AI introduction may seem like one big choice, but it’s actually an accumulation of countless small choices. Always consider three or more main options side-by-side.
- Option A: Introduce a general-purpose AI (like ChatGPT) via subscription and provide thorough internal training.
- Option B: License a specialized tool for a specific task (e.g., summarizing technical documents).
- Option C: Start with a 3-month pilot project testing Option A with one team, setting evaluation criteria for verification.
Many companies think in terms of Option A or B, and if it fails, conclude “AI is unusable.” Particularly effective are options with high “reversibility” like Option C. For the pilot, set success criteria in advance, such as “copy creation time reduced by 20%, and customer-misleading expressions occur no more than once a month.” If these aren’t met, decisively stop. Building this “reversibility” into the design from the start is the most robust risk design.
Step 3: Using Experts as “Translators”
Don’t ask legal or IT experts, “Is it okay to introduce AI?” They are not “decision-makers” but “translators.” The question should be: “To achieve our goal of ‘using AI for initial customer inquiry responses,’ what are the legal and technical conditions for success?” The expert’s role is to translate your business purpose into the language of law and technology and present a feasible form. What you need for design is not a “no” conclusion, but information stating, “It’s feasible if you meet XX conditions.”

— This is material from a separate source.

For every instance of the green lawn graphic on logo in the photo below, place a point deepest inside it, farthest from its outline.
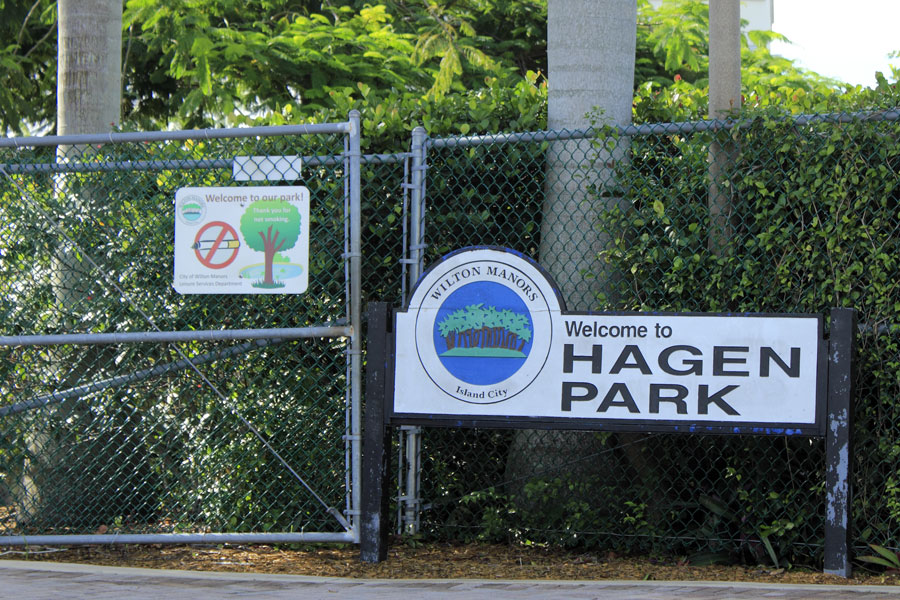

Avoid Creating “Sacred Domains”; Think Holistic Optimization
As shown by the KDDI case and reforms at the University of Tokyo Hospital, governance failure occurs when “sacred domains”—areas left untouched “because we don’t understand them”—emerge. AI is becoming that “sacred domain” in many companies today. The more complex the technology, the more management tends to “leave it to the experts.” But this severs purpose from means.
The survey result showing 80% poor governance in generative AI is both a warning and an opportunity. While large corporations struggle with rigid rule-making, SMEs can leverage their agility to quickly implement a more fundamental and powerful form of governance: “business-purpose-driven AI design.” This is not about “taming” AI, but about thinking how to design and control it as a “new engine” to make your company’s business “vehicle” run better. The first step is not a grand plan, but putting a single, small business purpose into words and beginning to “translate” the technology of AI toward that goal.